President Donald Trump says a deal to end the war with Iran is “largely negotiated,” with the Strait of Hormuz set to reopen to shipping and the United States lifting its naval blockade of Iranian ports.
Tehran’s response has been notably colder, and that gap between the two accounts is the entire story.
What’s Actually on the Table
The framework Trump has described is concrete enough to move oil markets. According to NPR’s reporting on the proposed deal, the Strait of Hormuz would gradually reopen with no toll charged, in exchange for the U.S. lifting its blockade, with a final agreement still described as 30 to 60 days away. A senior adviser to Supreme Leader Ayatollah Ali Khamenei, Mohsen Rezaei, framed Iran’s management of the waterway as ending “50 years of insecurity in the Persian Gulf,” the kind of language that signals Tehran wants to sell this at home as a win.
Where Tehran and Washington Disagree
Then comes the part that should temper the optimism. Al Jazeera reported that even as Washington called the deal agreed, Tehran accused it of obstruction, insisting no final agreement exists. Iranian officials dispute that they have promised to surrender their highly enriched uranium, and maintain that the nuclear question was not part of the preliminary understanding at all.
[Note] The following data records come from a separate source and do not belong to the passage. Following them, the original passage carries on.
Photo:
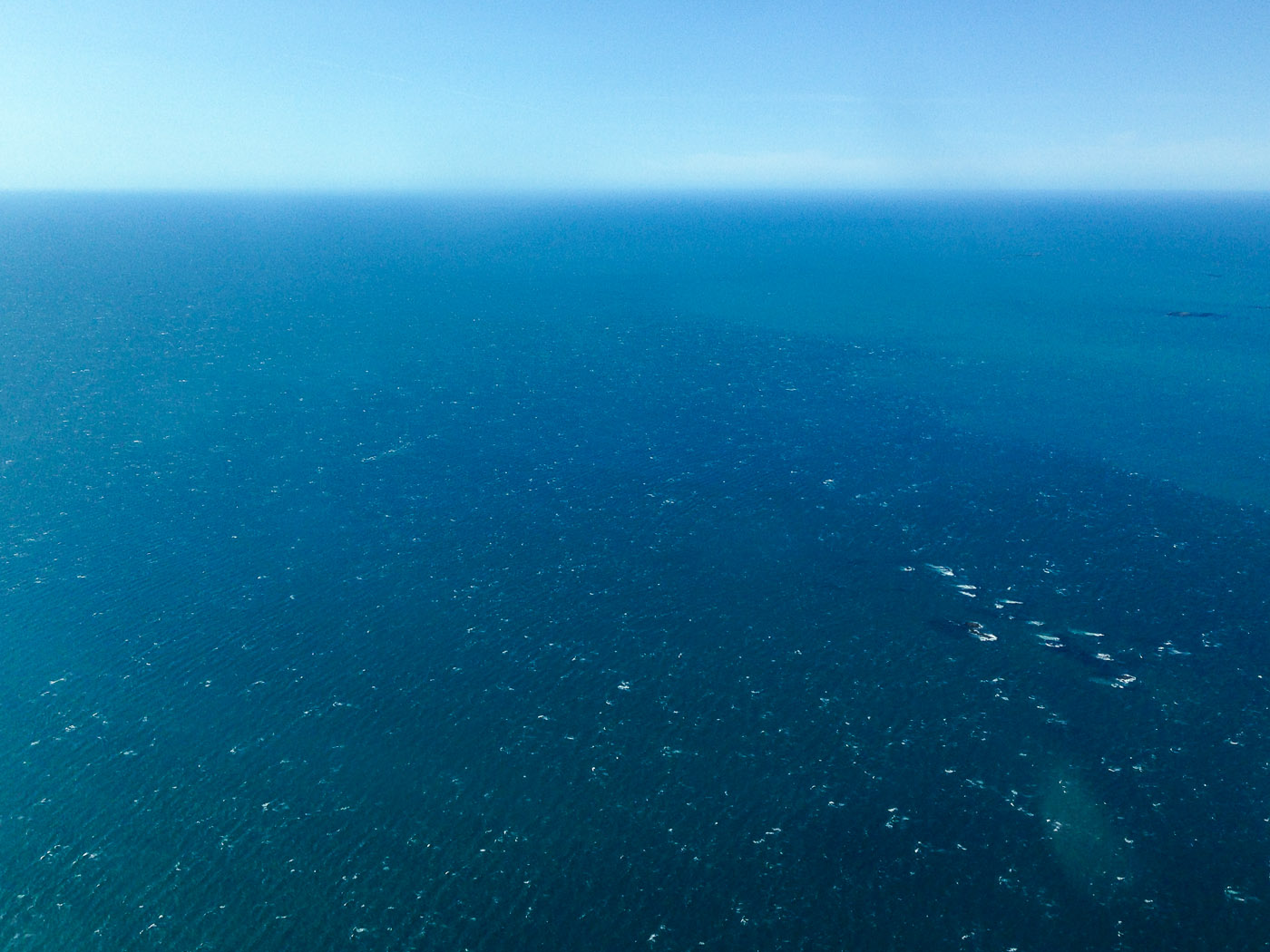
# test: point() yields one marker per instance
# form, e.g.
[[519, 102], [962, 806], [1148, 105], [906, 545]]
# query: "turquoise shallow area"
[[694, 574]]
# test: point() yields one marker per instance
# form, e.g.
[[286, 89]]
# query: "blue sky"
[[643, 94]]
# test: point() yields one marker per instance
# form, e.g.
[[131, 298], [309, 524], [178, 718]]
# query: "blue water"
[[812, 574]]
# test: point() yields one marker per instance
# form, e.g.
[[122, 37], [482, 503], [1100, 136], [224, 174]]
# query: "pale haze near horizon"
[[640, 95]]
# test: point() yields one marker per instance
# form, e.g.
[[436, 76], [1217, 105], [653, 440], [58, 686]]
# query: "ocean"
[[635, 573]]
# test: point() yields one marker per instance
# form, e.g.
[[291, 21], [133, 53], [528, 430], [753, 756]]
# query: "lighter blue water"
[[681, 574]]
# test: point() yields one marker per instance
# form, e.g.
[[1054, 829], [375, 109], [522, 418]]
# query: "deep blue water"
[[774, 574]]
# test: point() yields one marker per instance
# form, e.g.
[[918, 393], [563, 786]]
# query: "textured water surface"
[[440, 577]]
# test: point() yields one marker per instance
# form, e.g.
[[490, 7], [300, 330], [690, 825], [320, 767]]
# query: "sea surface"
[[679, 573]]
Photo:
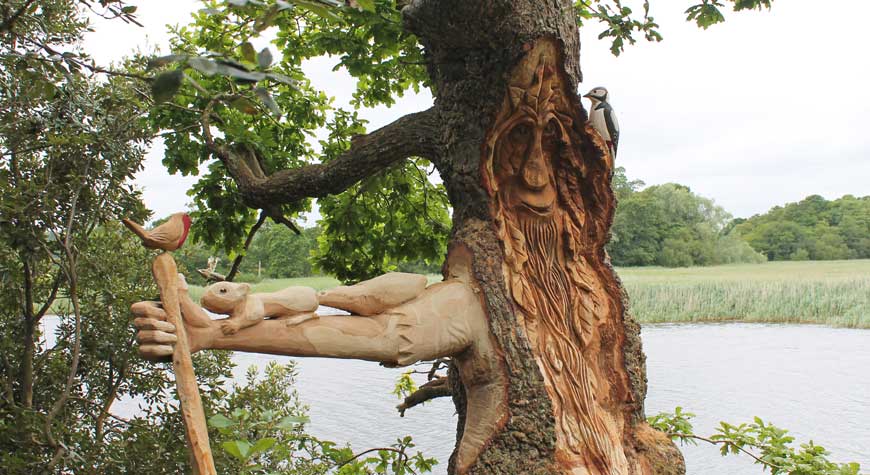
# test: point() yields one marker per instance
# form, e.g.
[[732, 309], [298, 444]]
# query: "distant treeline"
[[812, 229], [665, 225], [670, 226]]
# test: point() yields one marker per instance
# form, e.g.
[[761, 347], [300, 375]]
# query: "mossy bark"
[[472, 49]]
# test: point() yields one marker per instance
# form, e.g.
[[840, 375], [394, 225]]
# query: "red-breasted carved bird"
[[169, 236]]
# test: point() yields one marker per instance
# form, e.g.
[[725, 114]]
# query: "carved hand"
[[157, 337]]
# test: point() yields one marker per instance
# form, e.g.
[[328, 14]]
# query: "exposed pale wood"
[[534, 169], [166, 275], [409, 323], [293, 304]]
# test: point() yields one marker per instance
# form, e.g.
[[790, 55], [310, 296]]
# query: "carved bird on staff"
[[169, 236], [602, 118]]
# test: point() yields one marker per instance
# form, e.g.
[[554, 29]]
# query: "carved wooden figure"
[[548, 373], [294, 305]]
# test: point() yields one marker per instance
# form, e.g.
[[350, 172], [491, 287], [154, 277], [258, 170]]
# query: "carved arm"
[[442, 321]]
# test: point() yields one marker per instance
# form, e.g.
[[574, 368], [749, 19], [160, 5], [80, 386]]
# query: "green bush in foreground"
[[770, 446]]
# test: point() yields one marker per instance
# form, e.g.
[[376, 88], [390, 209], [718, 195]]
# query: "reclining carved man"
[[396, 320]]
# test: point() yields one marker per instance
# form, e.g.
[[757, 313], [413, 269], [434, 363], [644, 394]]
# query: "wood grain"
[[196, 432]]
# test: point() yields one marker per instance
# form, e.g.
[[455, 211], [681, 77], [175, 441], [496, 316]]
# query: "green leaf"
[[283, 79], [203, 65], [243, 104], [264, 58], [367, 5], [166, 85], [241, 74], [289, 422], [249, 54], [220, 421], [318, 9], [263, 445], [239, 449], [267, 100], [161, 61]]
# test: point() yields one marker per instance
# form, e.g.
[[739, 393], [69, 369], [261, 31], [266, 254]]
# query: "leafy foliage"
[[622, 23], [263, 432], [769, 445], [670, 226], [397, 217], [262, 99], [814, 228]]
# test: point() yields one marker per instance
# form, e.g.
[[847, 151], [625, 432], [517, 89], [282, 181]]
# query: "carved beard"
[[587, 429]]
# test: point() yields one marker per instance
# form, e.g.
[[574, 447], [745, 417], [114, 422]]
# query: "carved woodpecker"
[[603, 119], [169, 236]]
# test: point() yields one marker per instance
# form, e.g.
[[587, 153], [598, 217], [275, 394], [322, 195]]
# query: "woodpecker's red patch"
[[186, 220]]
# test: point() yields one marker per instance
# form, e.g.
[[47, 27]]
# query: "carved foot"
[[230, 327]]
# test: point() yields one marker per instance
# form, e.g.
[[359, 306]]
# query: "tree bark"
[[474, 50], [562, 386]]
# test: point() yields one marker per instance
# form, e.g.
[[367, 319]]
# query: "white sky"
[[765, 109]]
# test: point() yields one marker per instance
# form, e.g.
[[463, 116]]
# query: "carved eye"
[[552, 130], [521, 134]]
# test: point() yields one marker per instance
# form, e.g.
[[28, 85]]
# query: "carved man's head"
[[549, 181]]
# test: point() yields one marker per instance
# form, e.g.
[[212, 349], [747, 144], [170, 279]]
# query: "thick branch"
[[438, 387], [237, 262], [412, 135]]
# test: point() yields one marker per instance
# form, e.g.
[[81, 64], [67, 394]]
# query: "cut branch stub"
[[412, 135]]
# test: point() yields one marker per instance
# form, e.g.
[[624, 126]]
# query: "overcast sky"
[[765, 109]]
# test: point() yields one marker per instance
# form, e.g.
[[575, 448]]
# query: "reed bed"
[[835, 293]]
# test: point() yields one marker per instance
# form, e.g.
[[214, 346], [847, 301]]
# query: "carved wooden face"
[[527, 144], [525, 169]]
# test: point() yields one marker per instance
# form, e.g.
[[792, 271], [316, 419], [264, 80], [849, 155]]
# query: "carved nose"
[[534, 172]]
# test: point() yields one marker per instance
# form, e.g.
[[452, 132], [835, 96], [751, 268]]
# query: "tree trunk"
[[529, 182]]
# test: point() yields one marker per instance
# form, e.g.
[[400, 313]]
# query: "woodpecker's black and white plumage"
[[603, 119]]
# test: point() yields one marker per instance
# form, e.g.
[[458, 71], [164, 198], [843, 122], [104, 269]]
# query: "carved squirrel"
[[296, 304]]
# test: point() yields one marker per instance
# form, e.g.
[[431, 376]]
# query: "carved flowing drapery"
[[535, 173]]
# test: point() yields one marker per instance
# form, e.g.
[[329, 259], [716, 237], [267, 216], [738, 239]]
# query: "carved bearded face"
[[528, 142], [535, 172]]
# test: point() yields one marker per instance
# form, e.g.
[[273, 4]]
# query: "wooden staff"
[[195, 429]]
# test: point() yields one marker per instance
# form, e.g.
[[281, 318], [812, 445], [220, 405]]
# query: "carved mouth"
[[540, 209]]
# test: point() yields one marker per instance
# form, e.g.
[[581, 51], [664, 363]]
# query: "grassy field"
[[835, 293]]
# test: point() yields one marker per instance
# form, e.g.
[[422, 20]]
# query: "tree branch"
[[8, 22], [237, 262], [412, 135], [436, 388]]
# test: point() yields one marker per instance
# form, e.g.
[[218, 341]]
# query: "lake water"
[[812, 380]]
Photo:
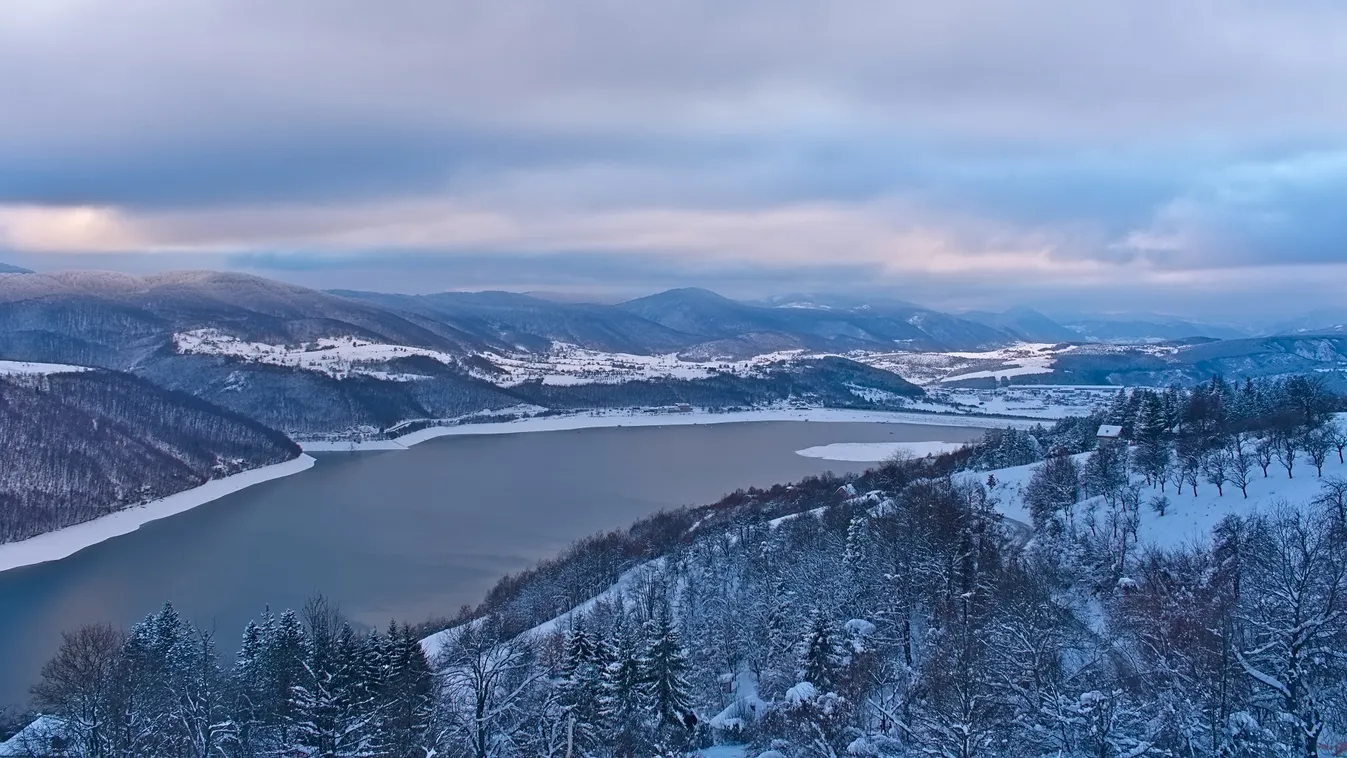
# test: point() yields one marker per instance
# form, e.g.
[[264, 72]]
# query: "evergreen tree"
[[622, 706], [822, 657], [664, 673], [581, 685]]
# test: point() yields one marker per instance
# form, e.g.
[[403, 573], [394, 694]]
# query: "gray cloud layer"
[[1045, 146]]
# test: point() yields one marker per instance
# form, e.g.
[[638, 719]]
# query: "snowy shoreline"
[[629, 419], [69, 540]]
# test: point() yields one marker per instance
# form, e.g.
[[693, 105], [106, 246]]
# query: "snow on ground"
[[1039, 401], [1187, 519], [562, 365], [35, 738], [435, 642], [876, 451], [571, 365], [605, 419], [338, 356], [62, 543], [927, 368], [10, 368]]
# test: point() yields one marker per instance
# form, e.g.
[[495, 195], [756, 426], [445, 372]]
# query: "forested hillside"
[[84, 443], [896, 613]]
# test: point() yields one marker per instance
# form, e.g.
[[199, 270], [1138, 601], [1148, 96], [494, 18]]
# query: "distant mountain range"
[[352, 362]]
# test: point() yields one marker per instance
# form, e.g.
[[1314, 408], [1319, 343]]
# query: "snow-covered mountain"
[[358, 362], [81, 443]]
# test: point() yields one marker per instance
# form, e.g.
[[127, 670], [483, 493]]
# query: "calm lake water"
[[403, 535]]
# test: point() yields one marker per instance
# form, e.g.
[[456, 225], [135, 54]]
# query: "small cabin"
[[1109, 434]]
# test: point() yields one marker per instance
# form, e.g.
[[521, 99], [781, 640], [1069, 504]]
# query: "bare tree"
[[1296, 625], [1264, 454], [1338, 436], [1215, 466], [1238, 463], [80, 687], [1287, 446], [485, 681], [1332, 496], [1318, 444]]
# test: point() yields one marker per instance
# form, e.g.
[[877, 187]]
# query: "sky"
[[1183, 156]]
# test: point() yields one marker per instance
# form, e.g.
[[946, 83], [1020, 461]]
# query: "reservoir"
[[404, 535]]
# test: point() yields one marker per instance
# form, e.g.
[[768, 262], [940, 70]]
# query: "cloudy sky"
[[1175, 155]]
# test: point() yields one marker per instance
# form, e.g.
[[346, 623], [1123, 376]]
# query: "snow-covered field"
[[18, 368], [563, 365], [604, 419], [1039, 401], [935, 368], [1187, 517], [876, 451], [62, 543]]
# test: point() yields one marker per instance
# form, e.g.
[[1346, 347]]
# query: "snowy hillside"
[[1188, 519], [84, 443], [341, 357]]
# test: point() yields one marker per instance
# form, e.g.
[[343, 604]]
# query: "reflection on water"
[[408, 533]]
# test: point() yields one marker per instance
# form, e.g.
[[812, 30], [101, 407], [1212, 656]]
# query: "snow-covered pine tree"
[[624, 704], [410, 695], [664, 673], [581, 685], [822, 656]]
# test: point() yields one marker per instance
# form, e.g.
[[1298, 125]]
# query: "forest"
[[82, 444], [896, 613]]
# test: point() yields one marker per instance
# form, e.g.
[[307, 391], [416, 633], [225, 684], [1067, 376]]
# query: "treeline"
[[913, 626], [77, 446], [301, 684]]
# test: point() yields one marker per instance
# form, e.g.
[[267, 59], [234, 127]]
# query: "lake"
[[403, 535]]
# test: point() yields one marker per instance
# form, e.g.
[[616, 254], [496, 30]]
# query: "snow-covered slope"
[[84, 443], [1187, 517]]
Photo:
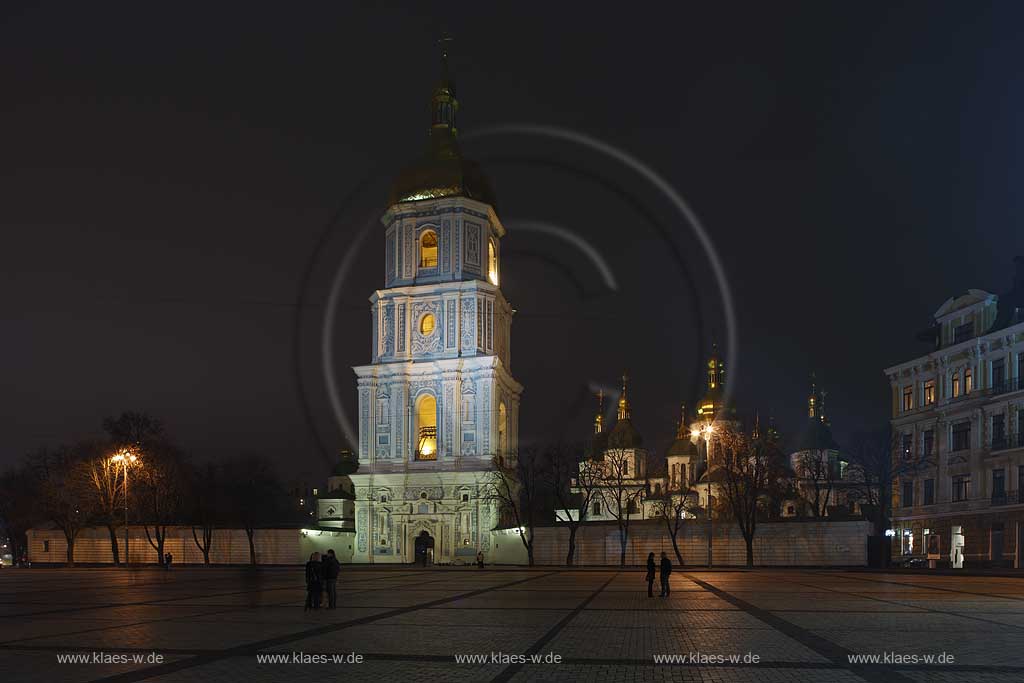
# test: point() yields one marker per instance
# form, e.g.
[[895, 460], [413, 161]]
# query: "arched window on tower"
[[426, 428], [428, 250], [492, 262], [503, 429]]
Secretary of State Marco Rubio has spoken of “significant progress,” which is the language of negotiators who do not yet have a signature.
So the two sides are describing different documents. One side has a “largely negotiated” deal that reopens the world’s most important oil chokepoint. The other has a partial framework with the hardest issue, the nuclear program, explicitly carved out. Both of those things cannot be the deal, and the distance between them is exactly where talks like this tend to die.
A Reversal From the Ceasefire That Collapsed
The whiplash here is real. This is the same conflict whose ceasefire collapsed just days earlier when Iran rejected a Tuesday deadline over the Strait of Hormuz. Going from a rejected ultimatum to a “largely negotiated” peace in under a week is either a genuine breakthrough or a sign that “largely negotiated” is doing an enormous amount of rhetorical work. Given the track record of this particular standoff, skepticism is not cynicism. It is pattern recognition.
Why the Strait of Hormuz Is the Whole Game
Roughly a fifth of the world’s oil moves through the Strait of Hormuz, which is why a framework to reopen it can ripple straight into American gas prices and household budgets. That is also why both governments have an incentive to announce progress before it is locked down. Washington wants the political credit and the market relief, and Tehran wants sanctions and blockade pressure eased. Announcing a deal can itself move prices, which means the announcement carries value even if the deal does not hold.
The risk is that markets and the public price in a peace that has not actually been signed, and then absorb the shock if it unravels. That is a familiar move in this conflict, where each side has repeatedly tested whether saying a thing is true can make it true.
What Comes Next
The next 30 to 60 days will reveal which version is real, the largely negotiated deal or the partial framework with the nuclear core left out. Watch the uranium question specifically. If Iran genuinely will not put its enriched stockpile on the table, then the most consequential part of any agreement does not exist yet, no matter how the Strait of Hormuz language is dressed up. A reopened waterway would be a meaningful de-escalation. It would not be the end of the standoff that actually matters.